Stephanie Clifford: We’ve all been in a place where we’ve wanted something that’s not good for us, and I wondered what it would be like to take that to the extreme. I cover Brooklyn courts for the [New York] Times, and one interesting thing I see at sentencings is that the defendants’ crimes always start small. It starts with something that we can all understand, even if we wouldn’t do it—say, fudging office expenses—yet it ends with massive fraud. What do people tell themselves as they’re getting into hotter water? How do they justify it? Writing about how Evelyn gets deeper and deeper into trouble was a really interesting process.

Paste: What was your research process like for this novel?

Clifford: Part of that was reading (sociology studies, etiquette books, memoirs of people from this world). I also did a lot of reporting to understand what the world Evelyn joins is all about. For instance, one of the gigs I did when I first came to New York and was freelancing was covering fashion shows for a Fashion Week supplement. I’d never been to a fashion show before, and I was fascinated by the anthropology of it: Why were these people in the first row, and these in the second? Why did these attendees get there early, and these walk in at the last minute? What did the front-row denizens talk about, what did they wear and how did they move? That was one of the sparks for the novel—trying to understand this rather foreign world.

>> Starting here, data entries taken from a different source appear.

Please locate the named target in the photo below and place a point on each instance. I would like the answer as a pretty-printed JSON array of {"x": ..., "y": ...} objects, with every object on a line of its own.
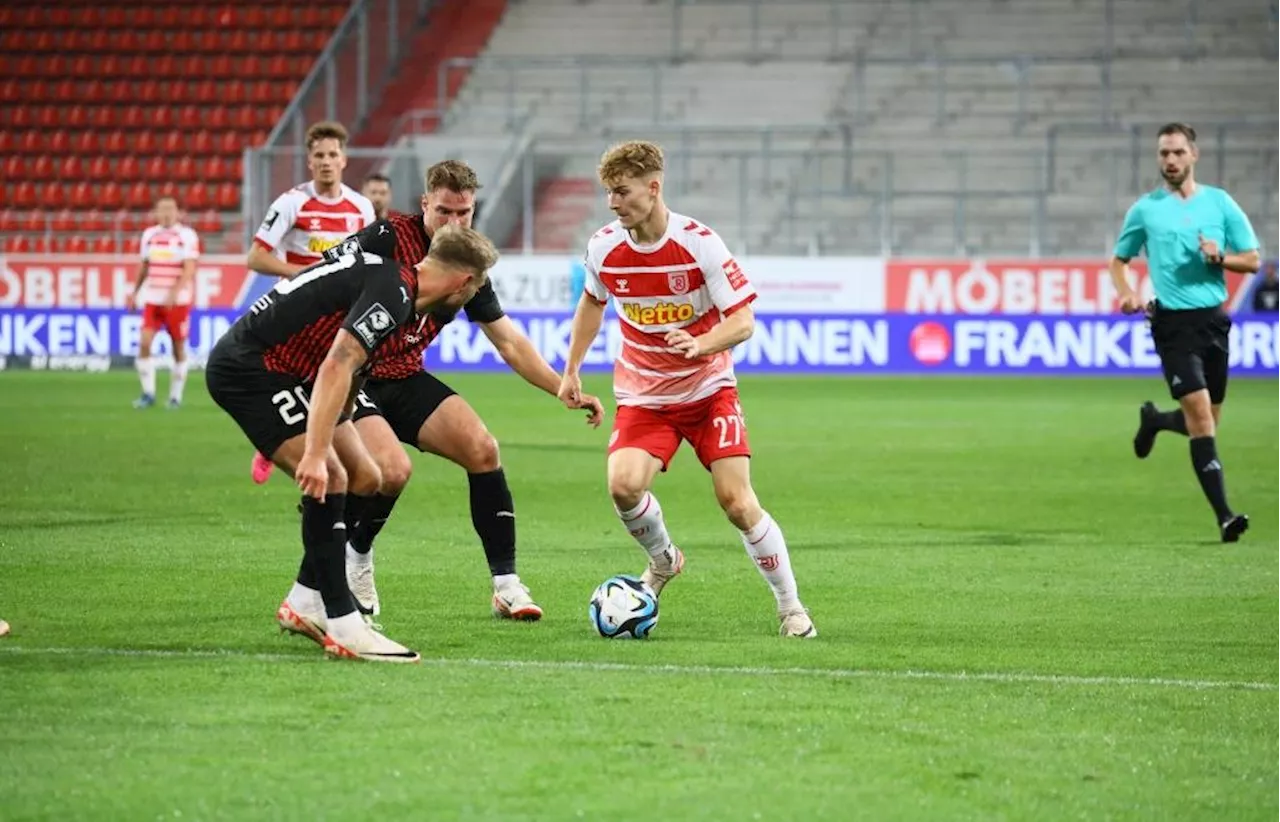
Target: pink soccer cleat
[{"x": 261, "y": 469}]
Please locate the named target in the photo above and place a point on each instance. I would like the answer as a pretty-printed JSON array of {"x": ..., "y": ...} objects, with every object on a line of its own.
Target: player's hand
[
  {"x": 685, "y": 343},
  {"x": 1210, "y": 250},
  {"x": 594, "y": 410},
  {"x": 312, "y": 475},
  {"x": 1132, "y": 304},
  {"x": 571, "y": 391}
]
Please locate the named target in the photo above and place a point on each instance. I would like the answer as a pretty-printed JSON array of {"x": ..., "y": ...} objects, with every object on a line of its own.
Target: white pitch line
[{"x": 699, "y": 670}]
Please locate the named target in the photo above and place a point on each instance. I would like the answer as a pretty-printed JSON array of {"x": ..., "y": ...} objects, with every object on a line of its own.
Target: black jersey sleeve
[
  {"x": 376, "y": 237},
  {"x": 484, "y": 307},
  {"x": 382, "y": 306}
]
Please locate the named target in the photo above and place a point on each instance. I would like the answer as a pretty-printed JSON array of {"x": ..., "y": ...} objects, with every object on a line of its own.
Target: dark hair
[{"x": 1178, "y": 128}]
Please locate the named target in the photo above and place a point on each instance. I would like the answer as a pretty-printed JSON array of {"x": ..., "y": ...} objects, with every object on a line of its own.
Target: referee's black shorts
[
  {"x": 1194, "y": 347},
  {"x": 406, "y": 403}
]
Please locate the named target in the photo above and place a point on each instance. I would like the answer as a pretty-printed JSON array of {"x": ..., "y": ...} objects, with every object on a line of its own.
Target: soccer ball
[{"x": 624, "y": 607}]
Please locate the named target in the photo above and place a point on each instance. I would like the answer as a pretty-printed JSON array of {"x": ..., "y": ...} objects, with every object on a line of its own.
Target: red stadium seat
[
  {"x": 76, "y": 245},
  {"x": 138, "y": 196},
  {"x": 110, "y": 196},
  {"x": 71, "y": 168},
  {"x": 53, "y": 196},
  {"x": 17, "y": 243},
  {"x": 94, "y": 220},
  {"x": 105, "y": 243},
  {"x": 100, "y": 169},
  {"x": 42, "y": 168}
]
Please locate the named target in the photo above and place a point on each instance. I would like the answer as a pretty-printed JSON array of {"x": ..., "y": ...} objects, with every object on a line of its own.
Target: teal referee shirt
[{"x": 1171, "y": 227}]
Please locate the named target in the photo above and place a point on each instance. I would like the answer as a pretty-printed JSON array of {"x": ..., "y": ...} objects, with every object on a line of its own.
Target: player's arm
[
  {"x": 1246, "y": 257},
  {"x": 1133, "y": 237},
  {"x": 278, "y": 222}
]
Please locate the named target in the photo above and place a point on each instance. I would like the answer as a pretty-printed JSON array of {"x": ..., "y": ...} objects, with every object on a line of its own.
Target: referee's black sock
[
  {"x": 1208, "y": 471},
  {"x": 324, "y": 538},
  {"x": 1171, "y": 421},
  {"x": 494, "y": 519},
  {"x": 371, "y": 521}
]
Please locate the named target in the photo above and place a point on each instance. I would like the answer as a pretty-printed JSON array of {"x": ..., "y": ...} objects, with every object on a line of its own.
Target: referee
[{"x": 1188, "y": 229}]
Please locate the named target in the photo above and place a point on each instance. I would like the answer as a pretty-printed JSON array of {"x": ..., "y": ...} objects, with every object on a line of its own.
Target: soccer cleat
[
  {"x": 515, "y": 603},
  {"x": 365, "y": 643},
  {"x": 658, "y": 579},
  {"x": 261, "y": 469},
  {"x": 310, "y": 625},
  {"x": 796, "y": 622},
  {"x": 1146, "y": 437},
  {"x": 360, "y": 580},
  {"x": 1233, "y": 528}
]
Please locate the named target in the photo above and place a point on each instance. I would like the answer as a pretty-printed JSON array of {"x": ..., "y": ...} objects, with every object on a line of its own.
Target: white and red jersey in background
[
  {"x": 164, "y": 250},
  {"x": 301, "y": 224},
  {"x": 688, "y": 279}
]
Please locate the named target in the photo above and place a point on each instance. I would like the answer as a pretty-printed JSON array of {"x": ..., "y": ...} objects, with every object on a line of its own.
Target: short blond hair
[
  {"x": 464, "y": 249},
  {"x": 327, "y": 129},
  {"x": 636, "y": 158},
  {"x": 453, "y": 174}
]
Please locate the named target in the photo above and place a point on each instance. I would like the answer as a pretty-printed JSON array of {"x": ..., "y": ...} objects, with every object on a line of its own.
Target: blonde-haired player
[
  {"x": 307, "y": 220},
  {"x": 164, "y": 291},
  {"x": 684, "y": 302}
]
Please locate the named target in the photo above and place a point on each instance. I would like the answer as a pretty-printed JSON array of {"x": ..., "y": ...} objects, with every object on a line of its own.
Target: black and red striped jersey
[
  {"x": 403, "y": 237},
  {"x": 291, "y": 328}
]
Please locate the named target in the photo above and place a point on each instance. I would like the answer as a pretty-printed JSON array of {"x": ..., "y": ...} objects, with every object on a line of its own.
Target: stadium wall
[{"x": 816, "y": 315}]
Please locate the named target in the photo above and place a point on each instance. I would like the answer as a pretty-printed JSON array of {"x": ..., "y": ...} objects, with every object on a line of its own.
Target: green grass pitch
[{"x": 1018, "y": 620}]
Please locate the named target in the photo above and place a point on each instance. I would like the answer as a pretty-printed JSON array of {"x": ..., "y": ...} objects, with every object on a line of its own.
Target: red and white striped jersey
[
  {"x": 164, "y": 250},
  {"x": 301, "y": 224},
  {"x": 688, "y": 279}
]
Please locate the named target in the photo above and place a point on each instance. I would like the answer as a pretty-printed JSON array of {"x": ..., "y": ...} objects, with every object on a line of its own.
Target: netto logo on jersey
[
  {"x": 319, "y": 245},
  {"x": 661, "y": 314}
]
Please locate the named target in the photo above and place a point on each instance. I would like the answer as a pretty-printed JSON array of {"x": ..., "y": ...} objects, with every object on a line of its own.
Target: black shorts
[
  {"x": 405, "y": 402},
  {"x": 1194, "y": 347},
  {"x": 272, "y": 409}
]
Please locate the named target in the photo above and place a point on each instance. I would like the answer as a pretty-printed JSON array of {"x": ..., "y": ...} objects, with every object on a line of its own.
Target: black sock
[
  {"x": 324, "y": 538},
  {"x": 1171, "y": 421},
  {"x": 376, "y": 511},
  {"x": 1208, "y": 471},
  {"x": 494, "y": 519},
  {"x": 355, "y": 514}
]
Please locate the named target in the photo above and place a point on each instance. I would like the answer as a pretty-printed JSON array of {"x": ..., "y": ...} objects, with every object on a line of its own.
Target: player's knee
[
  {"x": 481, "y": 453},
  {"x": 740, "y": 506},
  {"x": 397, "y": 467}
]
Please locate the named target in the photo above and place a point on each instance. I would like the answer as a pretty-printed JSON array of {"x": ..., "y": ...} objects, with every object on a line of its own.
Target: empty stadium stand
[{"x": 108, "y": 104}]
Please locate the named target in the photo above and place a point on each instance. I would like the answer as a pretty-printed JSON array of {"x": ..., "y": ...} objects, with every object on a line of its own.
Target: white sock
[
  {"x": 767, "y": 547},
  {"x": 147, "y": 375},
  {"x": 177, "y": 380},
  {"x": 305, "y": 599},
  {"x": 648, "y": 528}
]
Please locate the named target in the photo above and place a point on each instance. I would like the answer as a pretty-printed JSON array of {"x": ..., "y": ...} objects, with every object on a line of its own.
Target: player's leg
[
  {"x": 643, "y": 443},
  {"x": 722, "y": 444},
  {"x": 368, "y": 510},
  {"x": 178, "y": 324},
  {"x": 144, "y": 362},
  {"x": 448, "y": 427}
]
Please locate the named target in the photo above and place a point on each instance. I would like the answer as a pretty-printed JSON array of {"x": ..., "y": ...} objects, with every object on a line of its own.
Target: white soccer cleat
[
  {"x": 304, "y": 624},
  {"x": 360, "y": 580},
  {"x": 513, "y": 602},
  {"x": 798, "y": 624},
  {"x": 658, "y": 578},
  {"x": 361, "y": 642}
]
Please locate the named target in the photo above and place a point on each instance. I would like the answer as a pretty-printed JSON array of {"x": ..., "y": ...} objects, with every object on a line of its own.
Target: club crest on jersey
[{"x": 374, "y": 324}]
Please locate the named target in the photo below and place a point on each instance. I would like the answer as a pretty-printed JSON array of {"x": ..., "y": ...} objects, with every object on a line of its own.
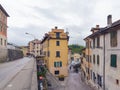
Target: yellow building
[
  {"x": 25, "y": 50},
  {"x": 3, "y": 34},
  {"x": 88, "y": 52},
  {"x": 34, "y": 47},
  {"x": 55, "y": 49}
]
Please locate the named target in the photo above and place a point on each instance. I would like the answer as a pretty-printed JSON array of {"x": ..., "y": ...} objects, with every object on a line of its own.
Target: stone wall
[
  {"x": 10, "y": 54},
  {"x": 3, "y": 54},
  {"x": 14, "y": 54}
]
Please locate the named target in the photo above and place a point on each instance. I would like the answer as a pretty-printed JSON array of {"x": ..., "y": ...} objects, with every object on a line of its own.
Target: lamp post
[
  {"x": 31, "y": 35},
  {"x": 33, "y": 49}
]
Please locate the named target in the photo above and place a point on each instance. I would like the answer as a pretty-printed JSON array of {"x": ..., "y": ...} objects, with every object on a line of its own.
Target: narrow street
[
  {"x": 74, "y": 82},
  {"x": 16, "y": 75}
]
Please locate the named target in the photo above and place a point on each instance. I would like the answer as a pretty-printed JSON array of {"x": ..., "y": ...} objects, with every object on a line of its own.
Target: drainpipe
[{"x": 104, "y": 62}]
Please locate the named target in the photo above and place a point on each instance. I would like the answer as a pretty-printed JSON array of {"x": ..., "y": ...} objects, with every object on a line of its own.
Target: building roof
[
  {"x": 3, "y": 10},
  {"x": 114, "y": 26}
]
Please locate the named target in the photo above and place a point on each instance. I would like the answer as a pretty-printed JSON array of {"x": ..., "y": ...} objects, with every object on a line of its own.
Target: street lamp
[{"x": 31, "y": 35}]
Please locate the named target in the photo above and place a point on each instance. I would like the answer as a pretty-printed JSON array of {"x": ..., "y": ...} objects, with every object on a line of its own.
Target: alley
[
  {"x": 74, "y": 82},
  {"x": 9, "y": 70}
]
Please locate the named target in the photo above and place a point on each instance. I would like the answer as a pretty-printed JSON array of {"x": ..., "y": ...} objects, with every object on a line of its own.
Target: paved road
[
  {"x": 74, "y": 82},
  {"x": 8, "y": 70}
]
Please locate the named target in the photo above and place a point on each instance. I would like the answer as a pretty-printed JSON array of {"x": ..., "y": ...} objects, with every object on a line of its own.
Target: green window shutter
[
  {"x": 60, "y": 64},
  {"x": 113, "y": 60},
  {"x": 54, "y": 64},
  {"x": 98, "y": 59}
]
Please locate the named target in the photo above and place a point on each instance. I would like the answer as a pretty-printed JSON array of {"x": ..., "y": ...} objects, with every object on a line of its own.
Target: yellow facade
[
  {"x": 25, "y": 50},
  {"x": 88, "y": 58},
  {"x": 50, "y": 48}
]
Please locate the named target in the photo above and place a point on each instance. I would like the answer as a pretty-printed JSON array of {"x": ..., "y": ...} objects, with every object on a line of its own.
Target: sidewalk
[{"x": 26, "y": 79}]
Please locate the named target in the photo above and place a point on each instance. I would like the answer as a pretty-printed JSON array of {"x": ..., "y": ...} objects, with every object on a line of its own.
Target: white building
[
  {"x": 105, "y": 56},
  {"x": 34, "y": 47}
]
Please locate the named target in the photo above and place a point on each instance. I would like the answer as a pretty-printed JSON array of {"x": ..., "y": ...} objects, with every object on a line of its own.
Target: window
[
  {"x": 57, "y": 43},
  {"x": 99, "y": 80},
  {"x": 1, "y": 41},
  {"x": 48, "y": 53},
  {"x": 113, "y": 60},
  {"x": 57, "y": 35},
  {"x": 57, "y": 53},
  {"x": 91, "y": 74},
  {"x": 87, "y": 45},
  {"x": 113, "y": 39},
  {"x": 5, "y": 42},
  {"x": 90, "y": 59},
  {"x": 94, "y": 43},
  {"x": 98, "y": 42},
  {"x": 94, "y": 77},
  {"x": 117, "y": 81},
  {"x": 98, "y": 61},
  {"x": 58, "y": 64},
  {"x": 94, "y": 59},
  {"x": 90, "y": 44},
  {"x": 57, "y": 72}
]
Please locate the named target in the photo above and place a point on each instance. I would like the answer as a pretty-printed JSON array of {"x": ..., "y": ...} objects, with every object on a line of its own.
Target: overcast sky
[{"x": 38, "y": 17}]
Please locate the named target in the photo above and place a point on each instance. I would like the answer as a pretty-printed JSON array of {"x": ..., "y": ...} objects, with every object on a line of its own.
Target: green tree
[{"x": 76, "y": 48}]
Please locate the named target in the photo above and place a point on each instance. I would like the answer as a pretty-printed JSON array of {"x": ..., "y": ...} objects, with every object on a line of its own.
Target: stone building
[
  {"x": 55, "y": 49},
  {"x": 3, "y": 34},
  {"x": 105, "y": 56},
  {"x": 34, "y": 47}
]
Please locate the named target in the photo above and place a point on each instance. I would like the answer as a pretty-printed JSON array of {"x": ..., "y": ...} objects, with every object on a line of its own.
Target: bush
[{"x": 61, "y": 77}]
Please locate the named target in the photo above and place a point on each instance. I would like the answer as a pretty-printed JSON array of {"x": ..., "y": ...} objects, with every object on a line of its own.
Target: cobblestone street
[
  {"x": 72, "y": 82},
  {"x": 75, "y": 83}
]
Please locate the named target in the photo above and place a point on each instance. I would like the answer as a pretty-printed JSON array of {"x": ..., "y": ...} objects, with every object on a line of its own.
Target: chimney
[
  {"x": 56, "y": 27},
  {"x": 97, "y": 26},
  {"x": 109, "y": 20}
]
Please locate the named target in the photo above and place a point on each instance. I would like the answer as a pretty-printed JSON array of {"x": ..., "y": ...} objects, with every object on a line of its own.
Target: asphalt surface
[{"x": 75, "y": 83}]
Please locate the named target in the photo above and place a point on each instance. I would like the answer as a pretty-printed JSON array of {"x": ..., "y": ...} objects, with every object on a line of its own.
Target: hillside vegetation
[{"x": 76, "y": 48}]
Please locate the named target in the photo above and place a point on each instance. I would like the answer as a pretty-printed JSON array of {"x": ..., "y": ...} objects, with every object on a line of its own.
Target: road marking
[{"x": 10, "y": 85}]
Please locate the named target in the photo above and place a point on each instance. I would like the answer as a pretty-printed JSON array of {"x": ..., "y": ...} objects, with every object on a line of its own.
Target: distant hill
[{"x": 76, "y": 48}]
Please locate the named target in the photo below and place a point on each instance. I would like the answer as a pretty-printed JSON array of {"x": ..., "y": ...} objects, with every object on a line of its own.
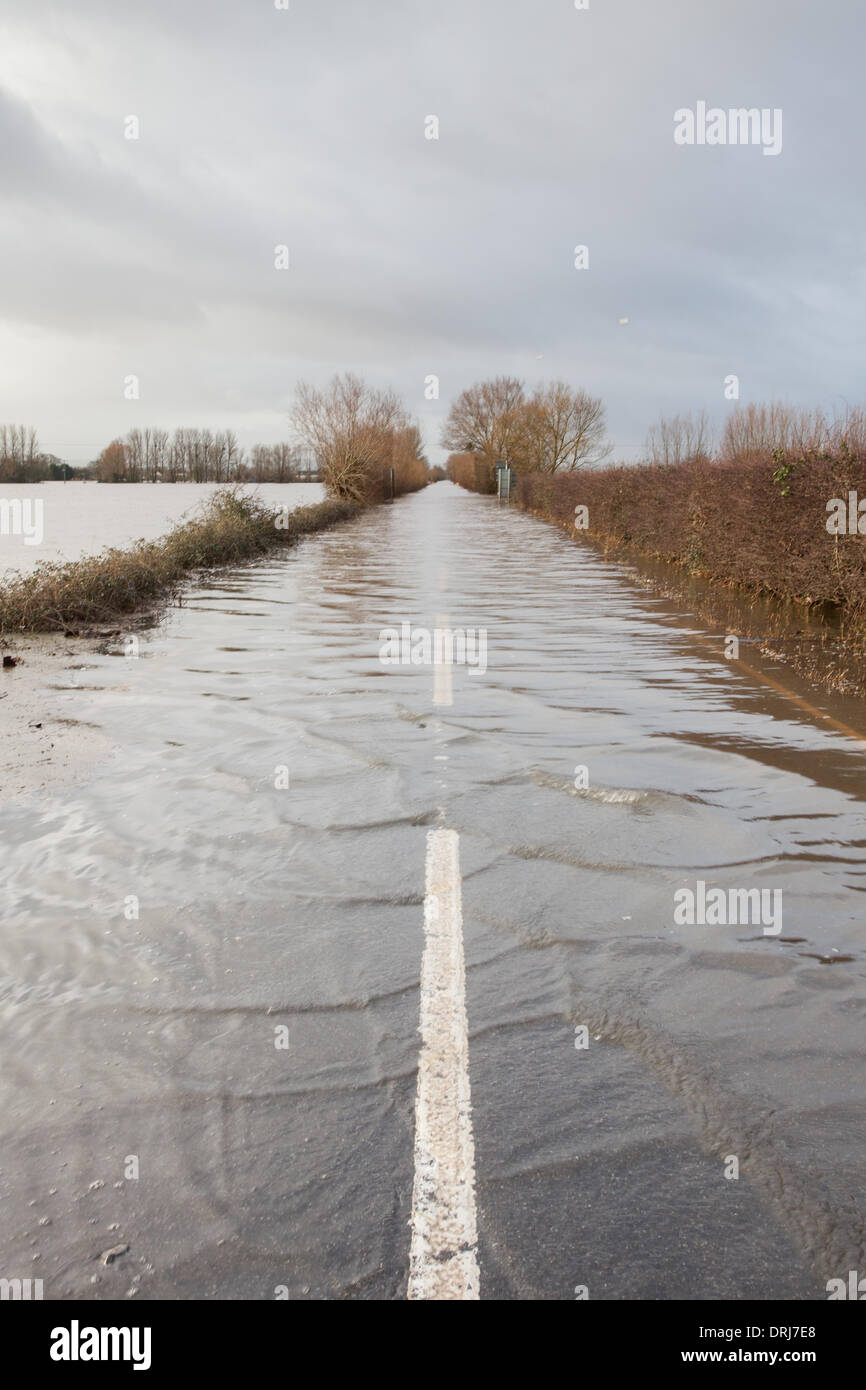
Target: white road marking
[{"x": 444, "y": 1253}]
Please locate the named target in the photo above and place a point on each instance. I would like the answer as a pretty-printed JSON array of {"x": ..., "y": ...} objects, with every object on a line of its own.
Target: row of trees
[
  {"x": 758, "y": 430},
  {"x": 21, "y": 459},
  {"x": 359, "y": 434},
  {"x": 553, "y": 428},
  {"x": 195, "y": 456}
]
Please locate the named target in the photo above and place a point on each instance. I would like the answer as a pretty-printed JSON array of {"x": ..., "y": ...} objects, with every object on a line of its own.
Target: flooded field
[
  {"x": 77, "y": 519},
  {"x": 211, "y": 950}
]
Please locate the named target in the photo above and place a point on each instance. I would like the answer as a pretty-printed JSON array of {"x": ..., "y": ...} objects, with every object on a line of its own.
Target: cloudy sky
[{"x": 409, "y": 256}]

Paste: “Evelyn found herself in her mid-20s without any semblance of the life she expected to have.” I feel like this describes many individuals, myself included. Why did you choose to set the novel in Evelyn’s mid-20s?

Clifford: I’m glad it felt familiar—it was my experience in my 20s, too! I moved to New York at 24 and expected the city would welcome me with open arms. Instead, I found it really hard. I couldn’t get a job for two years, and I was freelancing, taking every assignment I could to try to make rent. Meanwhile, it felt like the people around me were on these secure career paths while I was just flailing. I wanted to write about what that felt like, and, for someone like Evelyn, who so wants to make it in New York, what decisions that might lead her to.

Paste: What was the most challenging scene for you to write in Everybody Rise?

Clifford: It got difficult as Evelyn got more and more caught up in this world of glamor and money. She wants to fit in so badly that she becomes close to delusional. I wanted to keep it from going into farce or pure satire and still have her motives be understandable, even if they don’t provoke sympathy. That was a difficult line to walk.

Paste: Can you share any details about what you’re writing next?

Clifford: My court coverage for the Times is everything from the Mafia to terrorism to gang cases to wrongful convictions. There’s so much human drama going on every day here, so I’m interested in writing something set in the criminal-justice world.